Gérard Mayen, Programme du Carré St-Vincent 2009/10

Gérard Mayen

« Où est le fond, où est la forme ? Cette question vaut pour la danse particulièrement. Le décor fait-il fond ? La présence humaine y suffit-elle à produire forme ? Ou le fond est-il fait d’une neutralité de présence, où tout geste survenant vaudrait forme ? Autre hypothèse : les gestes du quotidien banal nourriraient-ils le fond, la forme résidant alors dans le seul geste dessiné en fonction d’une intention d’écriture ? Etc. Holeulone, pièce avec laquelle Karine Ponties a remporté le prix du spectacle de l’année décerné par la critique belge francophone, pourrait s’aborder à travers ces questions.

L’action conduite par ses deux interprètes masculins se développe sur un dispositif compact, installé au cœur du plateau. L’espace s’y trouve condensé, tassé, exacerbé, le long d’un plan frontal en pente, et en terrasse à son sommet, percé de trappes. Si bien que le mouvement tient de la glissade, de la virevolte, de la chute, pour des danseurs dont les figures sont tour à tour escamotées, sectionnées, gommées – comme possédées, endiablées, manipulées dans un hors-champ souterrain qui échappe.

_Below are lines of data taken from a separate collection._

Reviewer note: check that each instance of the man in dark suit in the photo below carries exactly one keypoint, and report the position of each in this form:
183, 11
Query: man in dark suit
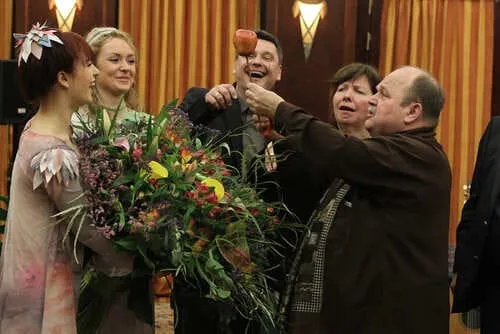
476, 280
224, 108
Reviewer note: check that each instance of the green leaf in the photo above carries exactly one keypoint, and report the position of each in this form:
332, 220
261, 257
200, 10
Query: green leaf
128, 243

De surcroît, cette machine à sortilèges est léchée, baignée, noyée, par un jeu d’images en mouvement, magnifiquement orchestrées par Thierry Van Hasselt. La conjugaison de ces paramètres tend à une dilution onirique, sur une cartographie mouvante, avec brouillage des plans de vision. Tels des Sisyphe, les danseurs s’obstinent dans ce piège énigmatique, insectes mis en boîte sous des regards d’entomologistes.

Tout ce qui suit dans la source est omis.